The agent will change; the decision will not

This is the asymmetry the chapter turns on. Your agent is a moving system, and the operations chapters made that vivid: the model gets updated on the vendor’s schedule, the prompt accretes improvements, the corpus is refreshed, the whole thing drifts and is re-versioned and eventually retired. The decision it made is a fixed historical event. Someone was denied care, granted a loan, screened out of a hiring pipeline, on a specific day, by a specific configuration, and that event does not update when the agent does. When the appeal comes, the gap between the moving system and the fixed event is exactly the space where accountability is lost, because the natural state of a system that has moved on is that it cannot account for where it used to be. The version-pinning the silent-degradation chapter recommended for catching drift is the same discipline that makes a decision reconstructable here: an immutable reference to the model that decided is both how you tell whether the agent has changed and how you prove what it did before it changed. The audit that survives the agent is built out of the same pins that let you see the agent move.

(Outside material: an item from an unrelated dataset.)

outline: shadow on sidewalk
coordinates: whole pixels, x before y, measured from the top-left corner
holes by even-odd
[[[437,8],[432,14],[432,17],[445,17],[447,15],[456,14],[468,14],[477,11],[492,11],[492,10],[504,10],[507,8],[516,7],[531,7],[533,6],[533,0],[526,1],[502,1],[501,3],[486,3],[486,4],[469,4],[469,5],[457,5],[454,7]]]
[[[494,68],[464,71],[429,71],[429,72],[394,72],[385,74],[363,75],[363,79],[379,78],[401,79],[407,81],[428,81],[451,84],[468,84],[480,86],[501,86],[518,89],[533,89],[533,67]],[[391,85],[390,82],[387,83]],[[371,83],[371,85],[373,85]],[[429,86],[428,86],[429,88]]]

Some domains feel this on a long delay, which is what makes it easy to defer and expensive to have deferred. A medical decision made by an agent today may be questioned when the patient’s outcome unfolds years later; a record an agent writes today may be inherited and reasoned over by a future model that takes the earlier output as established fact, compounding an error nobody can trace back because the provenance of the original was never sealed. The decisions whose consequences arrive slowest are precisely the ones most likely to outlive the systems that made them, and therefore the ones that most need an artifact built to survive the gap. The regulations are converging on this, slowly: retention measured against the real limitations period rather than a flat six months, specific machine-readable reasons attached to each denial, model documentation version-locked for as long as the model is in use. But the regulatory floor lags the litigation timeline by years, which means the discipline has to come from you before the rule requires it, because the rule will be proven necessary by the cases that arrive before it.

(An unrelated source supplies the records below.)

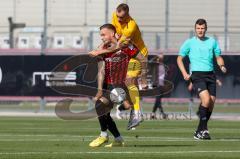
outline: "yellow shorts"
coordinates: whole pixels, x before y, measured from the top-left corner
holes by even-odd
[[[128,63],[128,70],[127,70],[127,76],[128,77],[138,77],[141,73],[141,63],[131,58]]]

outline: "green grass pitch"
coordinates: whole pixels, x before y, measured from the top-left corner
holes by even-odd
[[[126,120],[117,121],[117,125],[125,147],[90,148],[89,142],[99,135],[96,119],[0,117],[0,158],[240,158],[239,121],[211,120],[211,141],[193,139],[197,120],[144,121],[132,131],[126,130]]]

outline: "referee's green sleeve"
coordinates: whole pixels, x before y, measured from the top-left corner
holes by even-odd
[[[186,40],[180,47],[178,55],[185,57],[188,55],[189,51],[190,51],[189,40]]]
[[[215,56],[220,56],[221,55],[221,49],[219,47],[219,44],[218,44],[217,40],[214,41],[213,49],[214,49]]]

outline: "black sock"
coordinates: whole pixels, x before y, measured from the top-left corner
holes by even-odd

So take one consequential decision your agent makes and list everything a stranger would need to reconstruct it five years from now, with the current version of the agent long gone: the inputs, the exact model and prompt and corpus version, the reasoning the agent produced, the human who signed it and why, the policy it operated under. Then check what your system actually retains, and for how long. The items on the first list that are not on the second are the parts of the decision that will not survive the appeal, and the appeal rate being low is not protection. It is the reason the gap stays invisible until the one appeal that matters arrives with a discovery order attached.

A reader could stop here and feel they had the supervisory layer covered. The boundary, the budget ceiling, the instruments, the audit that survives the agent, that is a real Channel 2, and most teams do not have even this much. But it is only half of one. Everything in this part has been about designing what the system does and how you watch it. None of it has been about what happens to the humans doing the watching, or to the people who never see the agent but live inside its error rate. A supervisory layer that watches the agent perfectly and lets the supervisor’s skill erode, or never notices the person the product is failing, is not finished; it is half-built in a way that does not show until it fails. The next two parts are that other half, and they are the part of the job that no platform will ever provide.